What helped Kahmariah begin to “real read” were the conferences and coaching sessions that followed Jean’s assessment of her bookmarks. Jean moved Kahmariah from quoting text phrases and “fake reading” to making predictions, showing empathy for characters, and connecting the story to her own life. Kahmariah now reads a variety of genres, has read five books during the third quarter, up from only one book the first half of the year. Kahmariah sees herself as a “reader” who chooses to read at school and at home. Independent reading combined with Jean’s support ramped up Kahmariah’s instructional level to mid-fourth grade!
The message here is that bookmarks alone won’t help students find meaning and joy in reading. Teachers must analyze students’ bookmarks to figure out how to support them. That means conferring with students, coaching them, modeling for them, pointing out their successes, and encouraging them to self-evaluate.
3. Confer Frequently
Coaching students for three-to-four minutes during a conference enables you to help them apply a new strategy, concept, or task—and enjoy the feeling of success. During conferences you can show students who aren’t metacognitive how to reflect on their learning and point out any progress they made. Conferring with students briefly and frequently allows you to turn negative feelings and attitudes toward learning into positive ones–gradually.
Jean Hoyt told me that through continual but short conferences she was able to develop students’ self-confidence and feelings of self-efficacy—“Yes, I can reach that goal!” After several months of conferring and teaching students how to reflect on their work and progress, Hoyt observed that positive feelings toward reading and writing among students she coached outnumbered negative feelings.
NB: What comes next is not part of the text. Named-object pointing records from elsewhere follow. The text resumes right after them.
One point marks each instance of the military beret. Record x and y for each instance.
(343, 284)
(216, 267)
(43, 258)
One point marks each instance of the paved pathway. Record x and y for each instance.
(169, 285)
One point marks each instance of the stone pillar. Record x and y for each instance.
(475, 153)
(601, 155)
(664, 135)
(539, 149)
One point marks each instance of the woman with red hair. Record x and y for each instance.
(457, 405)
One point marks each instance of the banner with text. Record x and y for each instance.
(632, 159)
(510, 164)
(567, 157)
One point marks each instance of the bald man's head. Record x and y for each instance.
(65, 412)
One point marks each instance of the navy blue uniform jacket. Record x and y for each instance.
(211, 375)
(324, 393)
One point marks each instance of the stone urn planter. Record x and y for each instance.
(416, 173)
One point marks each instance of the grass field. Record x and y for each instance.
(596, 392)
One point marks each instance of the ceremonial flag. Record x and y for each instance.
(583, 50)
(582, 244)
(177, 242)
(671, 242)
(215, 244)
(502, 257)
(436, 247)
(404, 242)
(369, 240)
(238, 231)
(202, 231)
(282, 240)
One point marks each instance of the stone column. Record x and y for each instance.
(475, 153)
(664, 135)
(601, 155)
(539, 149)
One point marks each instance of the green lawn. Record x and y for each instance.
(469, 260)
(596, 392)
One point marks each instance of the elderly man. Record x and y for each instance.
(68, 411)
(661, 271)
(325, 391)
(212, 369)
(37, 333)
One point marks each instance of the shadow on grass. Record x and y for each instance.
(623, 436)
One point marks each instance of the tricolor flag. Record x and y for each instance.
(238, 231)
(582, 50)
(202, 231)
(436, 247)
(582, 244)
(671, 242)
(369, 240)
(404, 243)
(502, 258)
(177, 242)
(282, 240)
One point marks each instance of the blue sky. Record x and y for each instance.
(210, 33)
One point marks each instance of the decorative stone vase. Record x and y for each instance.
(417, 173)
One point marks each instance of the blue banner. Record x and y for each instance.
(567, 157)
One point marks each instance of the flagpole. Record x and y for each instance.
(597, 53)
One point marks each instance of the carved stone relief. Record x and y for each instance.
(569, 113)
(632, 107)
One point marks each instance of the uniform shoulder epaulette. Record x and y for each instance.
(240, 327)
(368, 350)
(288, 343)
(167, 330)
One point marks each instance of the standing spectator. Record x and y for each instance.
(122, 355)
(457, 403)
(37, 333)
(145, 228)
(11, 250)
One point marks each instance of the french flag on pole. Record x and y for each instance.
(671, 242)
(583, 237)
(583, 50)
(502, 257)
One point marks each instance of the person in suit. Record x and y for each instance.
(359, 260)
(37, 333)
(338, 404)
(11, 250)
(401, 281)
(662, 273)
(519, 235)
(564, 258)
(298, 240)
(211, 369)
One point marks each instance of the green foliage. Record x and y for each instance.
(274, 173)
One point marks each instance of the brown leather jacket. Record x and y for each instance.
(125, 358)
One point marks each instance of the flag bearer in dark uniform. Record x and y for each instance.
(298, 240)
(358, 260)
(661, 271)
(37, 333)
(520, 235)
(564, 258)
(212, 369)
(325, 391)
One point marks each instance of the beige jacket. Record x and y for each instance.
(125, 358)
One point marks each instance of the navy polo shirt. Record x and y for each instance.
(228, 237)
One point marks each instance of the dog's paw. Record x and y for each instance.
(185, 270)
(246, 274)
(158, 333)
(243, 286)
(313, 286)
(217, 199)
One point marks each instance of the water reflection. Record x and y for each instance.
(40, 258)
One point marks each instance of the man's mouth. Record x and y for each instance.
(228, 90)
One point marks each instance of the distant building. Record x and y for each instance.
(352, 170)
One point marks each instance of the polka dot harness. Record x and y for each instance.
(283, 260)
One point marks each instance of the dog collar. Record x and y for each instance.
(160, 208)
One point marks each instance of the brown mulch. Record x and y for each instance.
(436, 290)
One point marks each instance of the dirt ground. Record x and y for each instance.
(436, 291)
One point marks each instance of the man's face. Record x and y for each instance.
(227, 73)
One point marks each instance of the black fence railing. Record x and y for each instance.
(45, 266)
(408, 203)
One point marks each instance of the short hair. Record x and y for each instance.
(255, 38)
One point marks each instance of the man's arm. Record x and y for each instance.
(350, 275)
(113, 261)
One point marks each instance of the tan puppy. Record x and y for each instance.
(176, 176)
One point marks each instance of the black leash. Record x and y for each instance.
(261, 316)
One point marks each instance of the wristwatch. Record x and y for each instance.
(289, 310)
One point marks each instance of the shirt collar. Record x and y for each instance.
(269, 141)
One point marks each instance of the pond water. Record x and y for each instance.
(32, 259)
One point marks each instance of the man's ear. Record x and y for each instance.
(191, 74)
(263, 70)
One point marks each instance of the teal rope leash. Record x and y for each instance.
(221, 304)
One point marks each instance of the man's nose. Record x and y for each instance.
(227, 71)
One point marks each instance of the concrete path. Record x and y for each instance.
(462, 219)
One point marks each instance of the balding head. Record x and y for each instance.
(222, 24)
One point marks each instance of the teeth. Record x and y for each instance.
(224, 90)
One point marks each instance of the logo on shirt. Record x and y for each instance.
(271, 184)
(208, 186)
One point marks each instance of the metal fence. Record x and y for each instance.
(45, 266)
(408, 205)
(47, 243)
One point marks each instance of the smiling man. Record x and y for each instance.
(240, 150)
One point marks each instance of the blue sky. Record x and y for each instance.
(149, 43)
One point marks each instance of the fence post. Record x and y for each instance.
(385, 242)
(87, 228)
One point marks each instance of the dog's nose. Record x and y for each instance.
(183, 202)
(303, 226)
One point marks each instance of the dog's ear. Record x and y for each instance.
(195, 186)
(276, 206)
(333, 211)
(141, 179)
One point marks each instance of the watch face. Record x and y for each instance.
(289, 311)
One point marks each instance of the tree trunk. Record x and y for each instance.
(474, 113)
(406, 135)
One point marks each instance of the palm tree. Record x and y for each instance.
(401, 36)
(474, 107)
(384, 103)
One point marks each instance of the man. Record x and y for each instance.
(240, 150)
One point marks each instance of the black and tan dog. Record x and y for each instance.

And equally important, students were able to express feelings of pride in writing and pleasure in reading.
4. Self-Evaluate
Self-evaluating progress in reading comprehension invites students to call on their metacognitive skills. They study their reader’s notebooks and reflect on what they did well along with how to improve comprehension.
Coaching students to be metacognitive requires us to raise students’ awareness of what they do and don’t understand about reading. This is a tough task for teachers and students, but one that’s important because metacognition creates independent learners who find pleasure in reading and writing about reading and have the fix-up strategies necessary to comprehend what they read. And after all, developing students’ independence in learning should be the goal of every teacher!
Independence in Learning
During conferences, engage students in planning, monitoring comprehension, and self-evaluating their work so they can pinpoint strengths and needs. Then, think aloud and coach them to show how reflecting on their reading highlights what they do well and points out areas that need improvement. In addition, help them be positive about their needs so they understand that learners take risks and work hard to make progress. By developing students’ metacognitive skills, you put them on the road to lifelong learning.